Will we see on person be checked off that list every episode?
James Spader: I pause only because we’re at the beginning of what could be, you know, an indeterminate lifespan of a show. So it’s hard for me to answer that with any kind of absolute. But I know that there’s a very real desire that there at least be a case that’s pursued on a weekly basis.
But, you know, I presume also that certain cases might last, you know, a couple of episodes or longer. I just – I don’t know. As the (till) unfolds, I’m sure that will change and develop and, you know, I’m not sure whether it’s always just going to be the person of the week.
Executive Producer John Eisendrath said that you came on board at the 11th hour. How did you get the role down so well so fast?
James Spader: I don’t know. I – sometimes I think that’s just – I don’t know.

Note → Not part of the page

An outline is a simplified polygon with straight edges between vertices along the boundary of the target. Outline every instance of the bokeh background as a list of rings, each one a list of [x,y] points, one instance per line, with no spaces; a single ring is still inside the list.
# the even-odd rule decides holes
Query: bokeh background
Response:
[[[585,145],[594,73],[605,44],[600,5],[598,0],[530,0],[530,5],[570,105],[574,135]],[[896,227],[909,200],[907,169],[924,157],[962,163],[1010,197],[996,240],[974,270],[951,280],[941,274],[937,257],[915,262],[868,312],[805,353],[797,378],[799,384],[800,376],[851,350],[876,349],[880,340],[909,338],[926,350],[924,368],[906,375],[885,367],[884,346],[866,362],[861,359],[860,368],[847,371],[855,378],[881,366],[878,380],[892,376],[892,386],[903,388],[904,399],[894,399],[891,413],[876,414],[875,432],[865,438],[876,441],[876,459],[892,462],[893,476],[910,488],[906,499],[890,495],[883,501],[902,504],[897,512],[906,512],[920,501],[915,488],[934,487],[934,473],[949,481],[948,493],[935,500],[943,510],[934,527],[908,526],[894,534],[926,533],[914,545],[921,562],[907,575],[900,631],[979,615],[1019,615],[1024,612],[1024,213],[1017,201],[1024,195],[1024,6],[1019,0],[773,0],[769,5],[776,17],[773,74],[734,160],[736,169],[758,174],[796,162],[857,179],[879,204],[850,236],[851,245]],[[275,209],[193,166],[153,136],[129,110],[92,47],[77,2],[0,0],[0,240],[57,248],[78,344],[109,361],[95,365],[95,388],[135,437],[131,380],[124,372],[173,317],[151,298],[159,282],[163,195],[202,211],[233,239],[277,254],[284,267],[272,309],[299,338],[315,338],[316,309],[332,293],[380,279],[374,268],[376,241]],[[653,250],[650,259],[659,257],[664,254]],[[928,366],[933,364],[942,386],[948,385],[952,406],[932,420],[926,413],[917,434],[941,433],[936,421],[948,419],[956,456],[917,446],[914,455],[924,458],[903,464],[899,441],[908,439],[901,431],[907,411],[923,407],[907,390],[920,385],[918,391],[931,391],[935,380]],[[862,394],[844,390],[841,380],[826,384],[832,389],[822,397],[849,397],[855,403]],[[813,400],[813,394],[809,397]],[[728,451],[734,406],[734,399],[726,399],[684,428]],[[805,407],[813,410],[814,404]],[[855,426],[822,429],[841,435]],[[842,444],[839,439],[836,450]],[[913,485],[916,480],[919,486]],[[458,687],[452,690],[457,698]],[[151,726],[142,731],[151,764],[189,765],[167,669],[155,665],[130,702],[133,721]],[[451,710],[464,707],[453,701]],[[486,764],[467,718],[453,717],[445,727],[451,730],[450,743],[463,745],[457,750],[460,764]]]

You sometimes I just think it’s the right piece of materials falling in the right hands at the right time, and I don’t know. I – it’s just when I read it I sort of had a take on it that I felt that I understood something that I could bring and something that I would enjoy doing and I think if you get enough out of something then enough comes out right back.
And I think that’s part of what happened here. I just – I sort of – as soon as I read this character and this world, I sort of had a sense of what, at least, I could do with it and whether it’s the right thing or wrong thing, you know, always remains to be seen.
But I – but it was not a piece of material that I read and I had to sort of be led by the nose through it to sort of understand it and find my way. I sort of – I read it and I sort of had a feeling for at least a direction.
You’ve had a lot of success on television. How much input do you have or do you want to have on the scripts?
James Spader: I seem to be having just enough and I couldn’t take on any more, that’s for sure. Our schedule is too oppressive to be able to take on any more. But just enough to be able to do the scenes and try and feel like we’re making them right.